Many fans share Bean's assessment of Jon's fate, both in terms of the prediction that the character died and the ultimate uncertainty that goes with the "death." But many of those same fans also believe the character will somehow return from the grave in the forthcoming sixth season. If Jon is resurrected, the plot development would technically fall in line with the company line that he's deader than dead.

Also worth noting is how Bean discusses the mysteries behind Jon's parentage. As far as the people of Westeros know, Ned is Jon's father; no mystery there. It's his mother that Ned refuses to identify.

But savvy fans and crackpot theorists have long held onto the notion that Ned is not Jon's dad as we've been led to believe. Instead, the theory posits Ned's dead sister Lyanna and the long deceased prince Rhaegar Targaryen as Jon's true parents.

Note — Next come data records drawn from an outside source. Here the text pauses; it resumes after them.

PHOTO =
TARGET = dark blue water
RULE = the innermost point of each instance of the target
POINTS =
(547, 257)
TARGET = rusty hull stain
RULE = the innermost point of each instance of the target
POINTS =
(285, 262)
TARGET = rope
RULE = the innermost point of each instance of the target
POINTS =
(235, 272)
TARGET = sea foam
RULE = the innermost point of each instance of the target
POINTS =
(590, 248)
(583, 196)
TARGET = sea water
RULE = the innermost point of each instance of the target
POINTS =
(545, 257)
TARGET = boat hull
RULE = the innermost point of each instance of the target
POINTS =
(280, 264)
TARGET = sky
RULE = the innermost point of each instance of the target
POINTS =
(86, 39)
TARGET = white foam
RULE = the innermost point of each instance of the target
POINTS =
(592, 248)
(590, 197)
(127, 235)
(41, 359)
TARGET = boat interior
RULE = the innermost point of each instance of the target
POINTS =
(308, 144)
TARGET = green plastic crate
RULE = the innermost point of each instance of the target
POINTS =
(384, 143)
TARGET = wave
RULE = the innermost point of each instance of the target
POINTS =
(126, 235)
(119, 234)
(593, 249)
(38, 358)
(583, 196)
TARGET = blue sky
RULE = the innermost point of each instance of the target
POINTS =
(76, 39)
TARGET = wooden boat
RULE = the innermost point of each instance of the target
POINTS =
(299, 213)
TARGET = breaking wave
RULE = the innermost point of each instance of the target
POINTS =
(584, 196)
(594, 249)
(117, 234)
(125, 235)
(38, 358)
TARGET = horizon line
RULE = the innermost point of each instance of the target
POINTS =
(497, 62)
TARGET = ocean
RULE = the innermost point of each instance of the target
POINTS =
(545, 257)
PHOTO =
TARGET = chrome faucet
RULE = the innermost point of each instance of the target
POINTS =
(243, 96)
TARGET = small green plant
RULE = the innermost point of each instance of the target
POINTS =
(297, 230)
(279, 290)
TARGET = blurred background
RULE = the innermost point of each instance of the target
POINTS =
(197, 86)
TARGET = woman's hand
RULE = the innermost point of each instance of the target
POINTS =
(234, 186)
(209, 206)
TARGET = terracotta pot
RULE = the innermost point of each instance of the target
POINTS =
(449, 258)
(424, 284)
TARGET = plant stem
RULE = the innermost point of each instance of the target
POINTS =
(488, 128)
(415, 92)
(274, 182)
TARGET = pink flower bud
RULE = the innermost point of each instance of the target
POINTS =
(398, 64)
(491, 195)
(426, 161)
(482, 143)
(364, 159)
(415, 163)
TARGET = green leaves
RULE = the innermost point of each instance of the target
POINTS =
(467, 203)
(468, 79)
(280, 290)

Such lineage would leave Jon with both ice and fire coursing through his veins, a huge part of why fans believe there's more story to tell with the "late" Lord Commander.

There's reason to believe this aspect of Jon's past will come into play on the show as soon as next season, and while it's a throwaway comment, Bean framing the mystery as "Who's Jon Snow's dad?" rather than "Who's Jon Snow's mom?" should raise any already arched eyebrows a little higher.